Our first stop: Monte Carlo which we reached from Nice via the Grande Corniche, passing the beautiful mountain top town of Eze along the way:

In Monte Carlo we sat in the square opposite the elegant Hotel de Paris:

and the Casino:

A possibly recognizable face:

And another (poster in a music store):

For you sports car lovers, here are pictures of a Morgan rally which was in progress as we sat in the outdoor cafe pictured above:

This is the view of Monaco from the Grande Corniche:

Cruise ships are very popular in that area:

We hung out a little at the beach back in Nice, but you can see it's pretty rocky, and not too comfortable:

There weren't as many topless ladies as there were in years past; in fact in the above picture there's only one. Some of those who didn't hang out on the beach went para-surfing (it's being pulled by a speedboat):

We spent a day visiting Antibes.

There was a band festival going on; there must have been twenty bands parading through the narrow streets of the old city. Here are a few of them:



This band came all the way from Venice (note the Gondolier costumes):

The Antibes harbor was full of boats:


This transit was the first since Dec. 6. 1882. There will be another on June 6. 2012 and then none until Dec. 11. 2117. The transit of 2012 will be visible mainly in Asia; as far as the US is concerned, you will have to go to Hawaii. First contact was at 07:20:17.1 local summer time (that's 1:20 a.m. in the US, which explains why we went to Nice). The observatory is situated on the Grande Corniche, overlooking Nice. Here's what it looked like as we approached it:

Here's the view of Nice from the Observatory:

We were invited to the viewing by Helene Frisch, who works at the observatory and with whom I collaborated on a number of transport-theoretical research papers in my previous life:

This is one of the telescopes used for the viewing:

(The image was displayed on a screen so that we didn't have to peer through the telescopes.)

First exterior contact:

Look closely in the lower right of the sun's disk and you can just make out a tiny black spot.

Here's another view:

First contact plus five minutes: Note that Venus appears to be traveling from right to left across the face of the sun and ascending. Actually, it is going the other way, left to right and descending; the telescope reverses the image. In June, Venus is descending through the ecliptic (the plane of earth's rotation around the sun which of course passes through the sun's center). For the December transits (1892, 2117) Venus is ascending through the ecliptic. Except for the fact that the plane of Venus's rotation is slightly tilted to the ecliptic there would be a visible transit every four years. (Similarly, there would be a solar eclipse very lunar month if the moon's orbit around the earth were not tilted to the ecliptic. The ecliptic is cosidetto because eclipses occur only when the moon is in it.)

First interior Contact:


Perhaps you can see the  "black drop" connecting Venus to the sun's edge. It is this drop which makes it difficult to get the exact timing of the transit, necessary for a measurement of the distance between earth and Venus. Also note the clocks. The one to the left is universal time (the same as Greenwich mean time or, for you pilots, Zulu). Note that it's two hours behind local time. The clock to the right gives sidereal time which is referenced to the fixed stars (from the Latin sideris, genetive of sidus, sky, star). Sidereal time  runs faster than solar time by about four minutes per day (a sidereal year is one day less than a solar year).  For a fuller discussion of Venus transits, read my review of  the book June 8, 2004: Venus in transit. Better yet, get the book.

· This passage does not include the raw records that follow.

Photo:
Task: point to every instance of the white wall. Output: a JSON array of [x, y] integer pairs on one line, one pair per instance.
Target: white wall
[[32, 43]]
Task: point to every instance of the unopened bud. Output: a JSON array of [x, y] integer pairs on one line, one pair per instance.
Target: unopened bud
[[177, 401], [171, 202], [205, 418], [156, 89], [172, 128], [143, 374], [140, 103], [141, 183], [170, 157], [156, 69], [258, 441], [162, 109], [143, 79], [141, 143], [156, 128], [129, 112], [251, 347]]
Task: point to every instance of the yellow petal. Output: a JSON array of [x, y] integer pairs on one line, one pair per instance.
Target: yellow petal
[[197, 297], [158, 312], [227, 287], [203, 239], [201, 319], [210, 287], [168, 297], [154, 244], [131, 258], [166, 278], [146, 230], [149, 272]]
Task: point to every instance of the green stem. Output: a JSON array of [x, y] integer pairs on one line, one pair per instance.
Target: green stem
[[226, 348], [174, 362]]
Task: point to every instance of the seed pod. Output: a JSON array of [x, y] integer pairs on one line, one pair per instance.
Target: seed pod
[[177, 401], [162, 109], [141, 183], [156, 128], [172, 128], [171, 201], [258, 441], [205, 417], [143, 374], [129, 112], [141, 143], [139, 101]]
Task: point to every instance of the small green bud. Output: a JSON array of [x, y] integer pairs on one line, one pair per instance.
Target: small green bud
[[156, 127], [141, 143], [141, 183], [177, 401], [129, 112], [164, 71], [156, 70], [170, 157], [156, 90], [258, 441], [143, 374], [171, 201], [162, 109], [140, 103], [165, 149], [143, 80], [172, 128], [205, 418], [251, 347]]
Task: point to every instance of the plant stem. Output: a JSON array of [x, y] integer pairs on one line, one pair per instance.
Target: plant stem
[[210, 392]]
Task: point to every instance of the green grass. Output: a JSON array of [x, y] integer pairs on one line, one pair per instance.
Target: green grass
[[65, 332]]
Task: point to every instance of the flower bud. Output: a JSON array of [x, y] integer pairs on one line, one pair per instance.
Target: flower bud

Here is a view, just past first interior contact:

And another:

The transit lasted until 13:23:54.9 local time. That's six hours and 3 minutes. Needless to say, we didn't stare at it the whole time, but we did watch to about this point:

There was another device, made by the observatory for home viewing, displaying the transit. (Remember, one cannot look directly at a transit, just as one cannot look at a partial eclipse, without the real risk of being permanently blinded.)

Breakfast was served during the transit:

We also had the opportunity to view directly through a (filtered) telescope:

For those who thought they were just seeing spots in front of their eyes rather than Venus, Kathy is pointing it out:

At 10 a.m. Francois Mignard, one of the astronomers working at the observatory, gave a wonderful lecture on the transit (in French). Here are is one of his slides:

showing various realizations of Venus:

Perhaps you can make some of them out.

For pictures of another celestial phenomenon, click here.

In conclusion, in the viewing of an astronomical phenomenon of this type one understands what the Psalmist was saying in Psalm 19:

"The heavens declare the glory of God: and the firmament sheweth his handiwork."

Haydn, in The Creation, paraphrased it as "The heavens are telling the glory of God, the wonders of his work proclaim the firmament."